When we consider the wounds opened by the cruel scourging in the sacred body of our dear Saviour, they seem to us like so many sadly eloquent mouths which say to us: "Mortify your senses."
Literally, "mortify" means to cause anything to die; and why should I cause my senses to die? Are they not the servants of the soul and the necessary instruments of the immaterial life? Open to the world outside of me, they receive the images which the activity of my mind unconsciously transforms, and by the aid of which it reaches ideas and even eternal principles. The sublime harmony of God's works penetrates through the senses even to the inner sanctuary of the soul, where the divine perfections are freely displayed, causing themselves to be known, admired, loved, adored, and blessed. When any of the senses is wanting to me my soul is, in a certain degree, mutilated; in this case there is always some work of God that I either know not at all or know imperfectly, some operation of the intellectual and moral life which I can perform only by halves.
Hence I ask again, Why mortify my senses, why cause them to die?
In real truth, we would owe them deep respect and honorable treatment if they were always faithful servants: but sin has perverted them. "Death, has entered by my windows," says the prophet Jeremias; and these windows are my senses.
The seductive images which awaken dangerous appetites in my flesh, the false brilliancy of objects which excite covetous desires, the endearing words which soothe my heart and steal away its affections, the impassioned discourses which violently excite and then deprave me, the perfumes which inebriate me and the gross delights in which I forget myself - all these enter by the senses. The servants of the soul are become the instruments of sin. How many faults, O God! are committed by the senses. Thou hast good reason to pronounce severe judgments upon them! "If thy right eye scandalize thee, pluck it out and cast it away; if thy right hand is dangerous to thy soul, cut it off and cast it from thee." And Saint Paul, in his epistle to the Colossians, tells us "to mortify our members." And in his epistle to the Romans (chapter 8) he says: "If you live according to the flesh, you shall die; but if, by the Spirit, you mortify the deeds of the flesh, you shall live."

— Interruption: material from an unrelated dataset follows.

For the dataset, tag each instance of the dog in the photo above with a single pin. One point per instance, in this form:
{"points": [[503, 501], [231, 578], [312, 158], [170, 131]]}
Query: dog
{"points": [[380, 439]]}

My God, I wish to live; and, in order to live, I wish to mortify my senses. I do not wish to destroy them absolutely, for they may be of service to my soul and instruments of my perfection; but to cause the death of everything in them that revolts against the spirit: rash impetuosity, restless investigations, evil delights, culpable complaisances - all this is what I wish.
To this effect I have need of constant watchfulness and unrelenting purpose. Whatever else may happen, I desire to save my soul from corruption.
Therefore I will say to my eyes: You shall not see; to my ears: You shall not hear; to the sense of smell: You shall not breathe; to my mouth: You shall not taste; to my hands and to all the members of my body: You shall touch neither images, nor forms, nor reports, nor discourses, nor perfumes, nor dishes, nor any other exterior thing which you desire earnestly to the detriment of my soul. Touch not its life; I forbid you to bring death in upon me.
But if my senses will not obey this command, whether through surprise, negligence, or malice, I will most severely chastise their disobedience. After the example of the saints I will arm myself with an avenging discipline; I will beat down my flesh; I will make this untamed rebel tremble with fear under the blows of my scourging; I will teach it to submit. Every fault shall receive a punishment proportioned to its gravity, and then I will cry out with the Psalmist: "Thy rod and Thy staff, O Lord! have been my comforters." (Psalm 22)
- text taken from Fruits of the Rosary, by Father Jacques-Marie Louis Monsabre, O.P.